Report: After-School Satan Clubs Gain Popularity, Leaders Hope to Teach Tenets of Satanic Temple


After School Satan clubs are reportedly gaining popularity “and are not likely to slow as their supporters rack up media attention and legal wins fighting for free speech,” the Hill reported on Tuesday. 

The clubs, which are associated with the Satanic Temple, are currently only offered in primary schools, although the Satanic Temple is looking to expand into high schools, according to the report. The school clubs began in early 2020 and were viewed by some as an “alternative to religious clubs,” campaign director for the After School Satan Club June Everett told the outlet. 

“That’s kind of when things started blowing up. And I anticipate that every year moving forward is going to get busier and busier,” Everett said. 

The movement has gained momentum with the help of recent legal victories. Last Monday, a district court sided with the Satanic Temple and the American Civil Liberties Union (ACLU), which sued a Northampton County, Pennsylvania, school district for not allowing the club to meet on school grounds.

The Satanic Temple states on its website that it was founded in 2014 and seeks to “encourage benevolence and empathy, reject tyrannical authority.”

But as Breitbart News has previously reported, the Satanic Temple is engaged in a “pro-abortion crusade” and has repeatedly “come to the aid of America’s largest abortion provider.” The organization has notably filed multiple lawsuits in different states to overturn pro-life laws and claims pro-life laws deny the supposed right of an “‘involuntarily pregnant woman'” to engage in the “‘Satanic Abortion Ritual.'”

Watch: “Hail F*cking Satan!” — Pro-Abortion Woman Chants, Mocks Christian Pro-Lifer

Matt Perdie / Breitbart News


The report claims that despite the association with the Satanic Temple, the students “are not actually getting proselytized or instruct[ed] in devil worship.” Rose Bastet, who has been involved with the Satanic Temple for four years, claimed that the clubs are “not interested in having children identify as satanists” and said her club focuses on learning about different animals.

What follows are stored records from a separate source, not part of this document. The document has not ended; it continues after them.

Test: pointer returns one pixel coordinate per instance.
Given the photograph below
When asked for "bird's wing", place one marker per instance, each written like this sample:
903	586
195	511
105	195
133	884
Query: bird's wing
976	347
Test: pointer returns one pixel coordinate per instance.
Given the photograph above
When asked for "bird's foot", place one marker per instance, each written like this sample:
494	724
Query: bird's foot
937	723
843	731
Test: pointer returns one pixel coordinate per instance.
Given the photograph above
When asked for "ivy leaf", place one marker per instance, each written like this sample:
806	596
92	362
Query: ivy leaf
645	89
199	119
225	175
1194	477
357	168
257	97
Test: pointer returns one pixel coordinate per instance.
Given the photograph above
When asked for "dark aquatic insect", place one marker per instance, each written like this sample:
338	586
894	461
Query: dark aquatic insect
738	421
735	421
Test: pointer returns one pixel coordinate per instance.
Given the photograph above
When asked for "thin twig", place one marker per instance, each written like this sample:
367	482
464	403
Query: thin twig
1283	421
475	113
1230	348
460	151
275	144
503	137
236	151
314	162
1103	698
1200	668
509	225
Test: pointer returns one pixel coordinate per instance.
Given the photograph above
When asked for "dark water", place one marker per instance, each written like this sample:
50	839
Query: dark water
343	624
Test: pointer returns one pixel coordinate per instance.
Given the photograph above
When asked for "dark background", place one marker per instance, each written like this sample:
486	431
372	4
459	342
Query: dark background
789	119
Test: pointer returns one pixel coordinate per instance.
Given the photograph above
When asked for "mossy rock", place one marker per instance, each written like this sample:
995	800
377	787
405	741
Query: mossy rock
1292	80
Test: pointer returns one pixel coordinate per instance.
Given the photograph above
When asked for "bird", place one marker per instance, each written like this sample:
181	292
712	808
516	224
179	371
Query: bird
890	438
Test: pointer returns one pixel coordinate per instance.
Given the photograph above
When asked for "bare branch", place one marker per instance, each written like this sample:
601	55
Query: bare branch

However, Everett told the outlet that the program could change this coming fall because they are “considering teaching some of the seven core tenets of the Satanic Temple in the clubs,” according to the report. That plan has not been finalized. 

Everett said that the organization has “a lot of big plans for next school year,” after speaking about a “children’s version” of the tenets of Satanism: 

We just came out with a book that is like the children’s version — or I should say a very sweet way to interpret — the tenets in a very understanding way that children could understand. So we might start actually using this book to talk to the kids about our seven tenets.

Everett said the Satanic Temple is looking to expand to high schools but doing so is more difficult because high school clubs require more student engagement compared to primary schools, where groups are run by adults. The temple is hoping its new partnership with the Secular Student Alliance will help further its reach with older students, according to the report.

“[Secular Student Alliance’s] specialty is really college level and high school kids. So with their partnership, we hope to use them to help us get into more high schools and colleges,” Everett said.